AI is a broader concept related to anything that allows computers to behave like humans. While machine learning is one approach to achieve AI, there are others such as rule-based systems. AI's goal is to make machines intelligent, where an intelligent machine is a flexible rational agent that perceives its environment and takes actions to maximize its chance of success.

Data Visualization
Data visualization is the graphical representation of information and data. By using visual elements like charts, graphs, and maps, data visualization tools provide an accessible way to see and understand trends, outliers, and patterns in data.

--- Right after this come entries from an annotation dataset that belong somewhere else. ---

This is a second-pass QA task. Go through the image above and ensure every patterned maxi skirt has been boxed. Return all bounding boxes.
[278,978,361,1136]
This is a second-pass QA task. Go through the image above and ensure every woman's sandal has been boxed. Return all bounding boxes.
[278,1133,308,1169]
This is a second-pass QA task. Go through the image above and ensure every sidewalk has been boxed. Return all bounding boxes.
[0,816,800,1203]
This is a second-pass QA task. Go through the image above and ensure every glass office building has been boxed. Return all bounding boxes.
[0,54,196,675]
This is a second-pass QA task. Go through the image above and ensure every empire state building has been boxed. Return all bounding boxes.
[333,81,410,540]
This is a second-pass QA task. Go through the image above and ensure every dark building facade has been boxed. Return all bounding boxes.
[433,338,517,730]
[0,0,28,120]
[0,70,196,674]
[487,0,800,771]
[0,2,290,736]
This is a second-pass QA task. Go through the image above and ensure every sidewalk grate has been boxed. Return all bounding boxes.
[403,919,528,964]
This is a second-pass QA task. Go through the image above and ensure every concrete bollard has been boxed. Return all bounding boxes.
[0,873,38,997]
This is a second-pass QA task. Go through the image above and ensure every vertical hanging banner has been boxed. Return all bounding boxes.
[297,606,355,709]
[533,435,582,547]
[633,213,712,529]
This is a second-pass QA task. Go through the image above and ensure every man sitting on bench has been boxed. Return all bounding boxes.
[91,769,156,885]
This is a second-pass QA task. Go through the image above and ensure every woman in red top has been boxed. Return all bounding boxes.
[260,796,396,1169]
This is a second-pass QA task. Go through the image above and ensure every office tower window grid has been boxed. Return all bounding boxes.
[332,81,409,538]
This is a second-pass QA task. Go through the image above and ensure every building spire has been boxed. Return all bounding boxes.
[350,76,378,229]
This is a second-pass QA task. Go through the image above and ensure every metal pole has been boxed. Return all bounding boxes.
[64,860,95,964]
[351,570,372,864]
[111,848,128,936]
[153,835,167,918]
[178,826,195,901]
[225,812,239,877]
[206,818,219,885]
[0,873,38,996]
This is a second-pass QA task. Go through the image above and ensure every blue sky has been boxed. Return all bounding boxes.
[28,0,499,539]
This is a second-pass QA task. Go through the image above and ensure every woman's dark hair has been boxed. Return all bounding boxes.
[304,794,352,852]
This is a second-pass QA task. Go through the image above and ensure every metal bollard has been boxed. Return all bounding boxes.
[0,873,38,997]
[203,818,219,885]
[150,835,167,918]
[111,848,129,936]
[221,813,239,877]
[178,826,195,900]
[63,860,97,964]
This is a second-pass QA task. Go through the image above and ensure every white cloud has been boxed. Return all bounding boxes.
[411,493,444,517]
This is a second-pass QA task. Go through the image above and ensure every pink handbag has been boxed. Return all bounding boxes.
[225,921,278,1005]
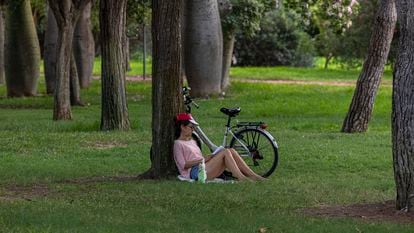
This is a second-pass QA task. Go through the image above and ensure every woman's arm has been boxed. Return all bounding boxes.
[184,158,204,168]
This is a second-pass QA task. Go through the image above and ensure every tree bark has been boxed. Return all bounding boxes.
[48,0,91,120]
[73,3,95,88]
[5,0,40,97]
[0,5,5,84]
[99,0,130,130]
[43,7,59,94]
[185,0,223,97]
[142,0,183,178]
[221,33,236,91]
[342,0,397,133]
[392,0,414,211]
[69,53,84,106]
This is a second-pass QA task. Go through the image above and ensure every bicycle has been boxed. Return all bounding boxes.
[183,87,279,177]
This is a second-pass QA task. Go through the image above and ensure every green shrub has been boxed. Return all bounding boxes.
[234,10,314,66]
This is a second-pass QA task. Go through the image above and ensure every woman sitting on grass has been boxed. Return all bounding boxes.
[174,113,265,181]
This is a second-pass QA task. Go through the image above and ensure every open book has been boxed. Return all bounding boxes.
[211,146,224,156]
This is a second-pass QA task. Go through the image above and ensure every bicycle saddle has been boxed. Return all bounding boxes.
[220,107,241,117]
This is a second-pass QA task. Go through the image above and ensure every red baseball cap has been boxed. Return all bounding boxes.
[175,113,198,125]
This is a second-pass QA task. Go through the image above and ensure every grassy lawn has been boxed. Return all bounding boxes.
[93,58,392,83]
[0,73,408,232]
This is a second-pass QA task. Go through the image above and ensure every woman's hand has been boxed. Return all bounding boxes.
[205,155,213,162]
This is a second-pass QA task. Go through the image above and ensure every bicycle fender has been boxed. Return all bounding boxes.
[235,127,279,149]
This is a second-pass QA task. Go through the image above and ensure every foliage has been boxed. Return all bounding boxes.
[336,0,398,67]
[0,78,413,233]
[127,0,151,37]
[221,0,276,36]
[234,9,314,66]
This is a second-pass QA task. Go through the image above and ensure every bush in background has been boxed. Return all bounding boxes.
[234,9,314,66]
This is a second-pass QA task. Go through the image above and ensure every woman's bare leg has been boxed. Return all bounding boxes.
[228,148,266,180]
[206,150,247,180]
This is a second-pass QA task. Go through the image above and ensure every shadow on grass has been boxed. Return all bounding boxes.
[299,200,414,224]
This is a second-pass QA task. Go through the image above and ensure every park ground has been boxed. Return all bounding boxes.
[0,62,414,232]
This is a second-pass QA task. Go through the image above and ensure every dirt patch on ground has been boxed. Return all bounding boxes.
[0,184,51,201]
[300,201,414,224]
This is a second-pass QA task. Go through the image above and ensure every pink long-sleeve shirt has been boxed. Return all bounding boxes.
[174,140,203,178]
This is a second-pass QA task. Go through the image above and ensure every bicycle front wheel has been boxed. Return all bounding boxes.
[230,128,279,177]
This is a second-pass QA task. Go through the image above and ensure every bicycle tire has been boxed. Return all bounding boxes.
[230,128,279,177]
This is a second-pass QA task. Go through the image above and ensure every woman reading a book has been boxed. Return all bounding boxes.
[174,113,265,181]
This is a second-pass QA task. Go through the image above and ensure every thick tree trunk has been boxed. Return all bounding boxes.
[5,0,40,97]
[342,0,397,133]
[43,7,59,94]
[185,0,223,97]
[73,3,95,88]
[53,22,74,120]
[180,1,187,80]
[392,0,414,211]
[221,33,236,91]
[143,0,183,178]
[49,0,90,120]
[99,0,130,130]
[0,5,5,84]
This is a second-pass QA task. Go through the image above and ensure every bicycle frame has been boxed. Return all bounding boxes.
[194,117,251,156]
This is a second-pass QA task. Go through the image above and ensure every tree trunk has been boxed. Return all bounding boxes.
[69,53,84,106]
[99,0,130,130]
[392,0,414,211]
[5,0,40,97]
[0,5,5,84]
[49,0,90,120]
[73,3,95,88]
[43,4,59,94]
[143,0,183,178]
[185,0,223,97]
[323,53,333,70]
[342,0,397,133]
[221,33,236,91]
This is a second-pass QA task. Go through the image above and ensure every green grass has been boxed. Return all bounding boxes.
[230,66,392,81]
[0,75,408,232]
[86,58,392,82]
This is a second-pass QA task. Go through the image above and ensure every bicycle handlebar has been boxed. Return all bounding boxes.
[183,87,200,108]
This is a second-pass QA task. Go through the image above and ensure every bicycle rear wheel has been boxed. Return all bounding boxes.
[230,128,279,177]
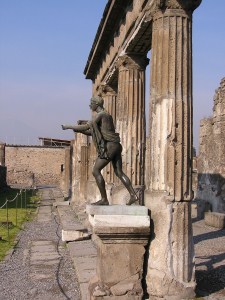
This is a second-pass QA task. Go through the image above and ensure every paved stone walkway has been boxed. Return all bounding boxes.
[0,188,225,300]
[0,188,81,300]
[193,220,225,300]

For example, a histogram could be used to understand the distribution of a dataset, while a scatter plot could be used to understand the relationship between two variables.

Example Code

Machine Learning Example
We'll use the Iris Dataset, which is included in R's datasets package. The dataset includes measurements for 150 iris flowers from three different species.

# load dataset
data(iris)

# load library
library(class)

# create training and test dataset
set.seed(1234)
ind <- sample(2, nrow(iris), replace=TRUE, prob=c(0.8, 0.2))
iris.train <- iris[ind==1, 1:4]
iris.test <- iris[ind==2, 1:4]
iris.trainLabels <- iris[ind==1, 5]
iris.testLabels <- iris[ind==2, 5]

# KNN model
iris_pred <- knn(train = iris.train, test = iris.test, cl = iris.trainLabels, k=3)

# check accuracy
mean(iris_pred == iris.testLabels)


Data Visualization Example
Using ggplot2, we'll visualize the iris dataset to understand the distribution of sepal and petal sizes.

# load library
library(ggplot2)

# create a scatterplot
ggplot(iris, aes(x = Sepal.Length, y = Sepal.Width)) +
  geom_point(aes(color = Species, shape = Species)) +
  theme_minimal() +
  labs(title = "Iris Dataset", x = "sepal length", y = "sepal width")


As with Python, these examples in R illustrate the basic steps involved in machine learning and data visualization. R provides powerful tools for both machine learning and data visualization, and its data-handling capabilities make it an excellent choice for data science tasks.